Defendants' motion to dismiss came on regularly for hearing April 18, 2012. Plaintiff appeared in propria persona. Jacob Clark appeared for defendants Chase Home Finance LLC and Fannie Mae. No appearance was made for defendant INDEX West, LLC. Upon review of the documents in support and opposition, upon hearing the arguments of plaintiff and counsel, and good cause appearing therefor, THE COURT FINDS AS FOLLOWS:
This action arises out of a dispute pertaining to real property. Plaintiff alleges claims for breach of contract, fraud and negligent misrepresentation, negligence, violation of the Real Estate Settlement Procedures Act ("RESPA"), violation of the California Unfair Competition Law ("UCL," Cal. Bus. & Prof. Code § 17200), discrimination, and wrongful foreclosure. On October, 2003, plaintiff obtained a mortgage for $173,000 secured by real property located at 426 Idora Ave, Vallejo, California. Plaintiff is disabled and resides in the subject property. Foreclosure proceedings were instituted but a foreclosure sale has not yet taken place. This action is the fifth lawsuit plaintiff has filed related to foreclosure proceedings on this property. Plaintiff contends that all of the claims in this action relate to a loan modification application submitted for approval on January 20, 2012.
In support of the motion to dismiss, defendants assert that all of plaintiff's claims are barred because the loan modification review process at issue in this case was part of a settlement negotiation in plaintiff's prior action, which is still pending on appeal. Defendants contend that plaintiff's allegations in the instant action are therefore barred as privileged communications under Federal Rule of Evidence 408. In ruling on the motion for preliminary injunction, the District Judge found that evidence from the settlement negotiations would not necessarily be barred in this action. See dkt. no. 13 at 6:3-18. In that that ruling is now law of the case,1 the court does not find defendants' Rule 408 contention persuasive. The court will therefore address the merits of defendants' motion to dismiss.
In considering a motion to dismiss for failure to state a claim upon which relief can be granted, the court must accept as true the allegations of the complaint in question, Erickson v.
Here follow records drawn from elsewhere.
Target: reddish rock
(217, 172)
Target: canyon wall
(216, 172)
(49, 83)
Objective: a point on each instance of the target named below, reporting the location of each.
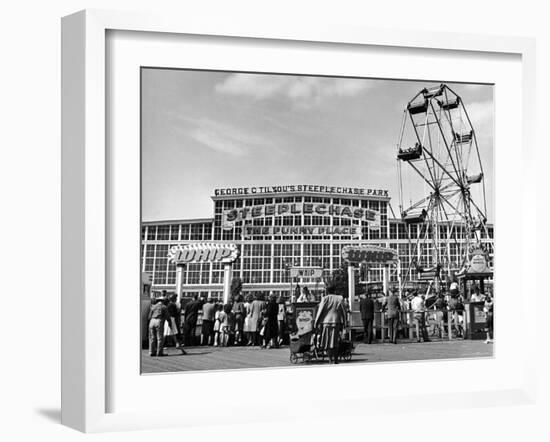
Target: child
(227, 327)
Pardus, 127 S.Ct. 2197, 2200 (2007), and construe the pleading in the light most favorable to the plaintiff, see Scheuer v. Rhodes, 416 U.S. 232, 236 (1974).
In order to avoid dismissal for failure to state a claim a complaint must contain more than "naked assertions," "labels and conclusions" or "a formulaic recitation of the elements of a cause of action." Bell Atlantic Corp. v. Twombly, 550 U.S. 544, 555-557 (2007). In other words, "[t]hreadbare recitals of the elements of a cause of action, supported by mere conclusory statements do not suffice." Ashcroft v. Iqbal, 129 S.Ct. 1937, 1949 (2009). Furthermore, a claim upon which the court can grant relief has facial plausibility. Twombly, 550 U.S. at 570. "A claim has facial plausibility when the plaintiff pleads factual content that allows the court to draw the reasonable inference that the defendant is liable for the misconduct alleged." Iqbal, 129 S. Ct. at 1949.
In ruling on a motion to dismiss pursuant to Rule 12(b), the court "may generally consider only allegations contained in the pleadings, exhibits attached to the complaint, and matters properly subject to judicial notice." Outdoor Media Group, Inc. v. City of Beaumont, 506 F.3d 895, 899 (9th Cir. 2007). Defendants have requested this court take judicial notice of documents. Dkt. no. 11. That request will be granted.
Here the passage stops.